The Patient Protection and Affordable Care Act (“health care reform”) added section 106(f) of the Internal Revenue Code, which generally restricts reimbursable drugs or medicines to prescription drugs, over-the-counter drugs or medicines for which the participant has a prescription, or insulin. (Previously, over-the-counter drugs or medicines could be reimbursed from a health flexible spending arrangement if they were purchased for medical care.) While the new rule generally became effective for expenses incurred on or after January 1, 2011, in Notice 2010-59 the IRS provided that employers had until June 30, 2011 to amend their health flexible spending arrangement plan documents (whether stand-alone or part of a cafeteria or 125 plan). See IRS Notice 2010-59, 2010-39 I.R.B. 396 (Sept. 27, 2010).

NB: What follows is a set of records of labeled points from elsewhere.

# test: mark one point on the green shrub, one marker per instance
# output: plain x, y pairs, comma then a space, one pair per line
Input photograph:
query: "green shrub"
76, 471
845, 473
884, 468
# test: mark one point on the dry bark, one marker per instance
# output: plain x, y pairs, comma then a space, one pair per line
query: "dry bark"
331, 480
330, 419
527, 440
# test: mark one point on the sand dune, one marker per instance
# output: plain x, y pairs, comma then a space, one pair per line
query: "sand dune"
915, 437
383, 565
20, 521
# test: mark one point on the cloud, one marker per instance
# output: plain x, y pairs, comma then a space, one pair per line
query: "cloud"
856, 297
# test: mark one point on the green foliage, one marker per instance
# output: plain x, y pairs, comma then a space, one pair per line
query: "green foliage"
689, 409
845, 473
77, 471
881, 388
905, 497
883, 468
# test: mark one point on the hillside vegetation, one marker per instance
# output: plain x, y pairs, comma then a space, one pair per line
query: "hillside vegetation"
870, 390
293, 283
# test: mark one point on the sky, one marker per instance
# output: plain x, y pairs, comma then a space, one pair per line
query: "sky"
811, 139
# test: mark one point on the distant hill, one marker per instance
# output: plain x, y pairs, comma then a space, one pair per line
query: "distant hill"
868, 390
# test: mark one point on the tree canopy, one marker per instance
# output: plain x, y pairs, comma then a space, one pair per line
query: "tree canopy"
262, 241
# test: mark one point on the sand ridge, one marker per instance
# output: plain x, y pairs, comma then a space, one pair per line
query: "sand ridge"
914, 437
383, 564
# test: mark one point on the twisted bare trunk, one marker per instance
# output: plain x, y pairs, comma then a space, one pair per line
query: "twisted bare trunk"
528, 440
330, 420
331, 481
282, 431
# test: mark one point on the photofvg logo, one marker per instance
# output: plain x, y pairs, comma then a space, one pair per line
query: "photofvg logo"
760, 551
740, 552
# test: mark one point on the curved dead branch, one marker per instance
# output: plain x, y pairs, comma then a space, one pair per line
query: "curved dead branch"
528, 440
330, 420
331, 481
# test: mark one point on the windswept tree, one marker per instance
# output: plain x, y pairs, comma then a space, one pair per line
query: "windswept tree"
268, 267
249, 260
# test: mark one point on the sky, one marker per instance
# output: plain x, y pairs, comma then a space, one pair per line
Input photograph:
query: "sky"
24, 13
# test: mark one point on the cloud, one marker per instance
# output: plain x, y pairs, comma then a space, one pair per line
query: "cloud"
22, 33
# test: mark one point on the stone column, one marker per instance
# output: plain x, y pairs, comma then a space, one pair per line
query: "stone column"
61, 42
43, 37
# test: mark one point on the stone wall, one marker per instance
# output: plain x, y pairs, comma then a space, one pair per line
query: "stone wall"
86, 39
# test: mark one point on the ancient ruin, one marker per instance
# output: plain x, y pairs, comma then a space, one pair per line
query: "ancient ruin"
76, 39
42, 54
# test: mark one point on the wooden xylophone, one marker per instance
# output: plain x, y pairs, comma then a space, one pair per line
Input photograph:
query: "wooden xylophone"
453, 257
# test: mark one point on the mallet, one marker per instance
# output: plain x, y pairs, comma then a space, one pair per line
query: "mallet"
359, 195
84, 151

All health flexible spending arrangement plan documents that reimburse over-the-counter drugs or medicines must therefore be amended for compliance by June 30, 2011 to reflect the new restrictions. Effective as of January 1, 2011, health care reform provides that over-the-counter drugs and medicines cannot be reimbursed from a health flexible spending arrangement unless the individual seeking reimbursement has a prescription for the over-the-counter drug or medicine. A health flexible spending arrangement is not required to permit reimbursement of over-the-counter drugs and medicines, but if it does, compliance with the rule was required beginning January 1, 2011 and the plan must be amended to reflect the rule by June 30, 2011.

Employers should review their plans to confirm whether the plan has been amended.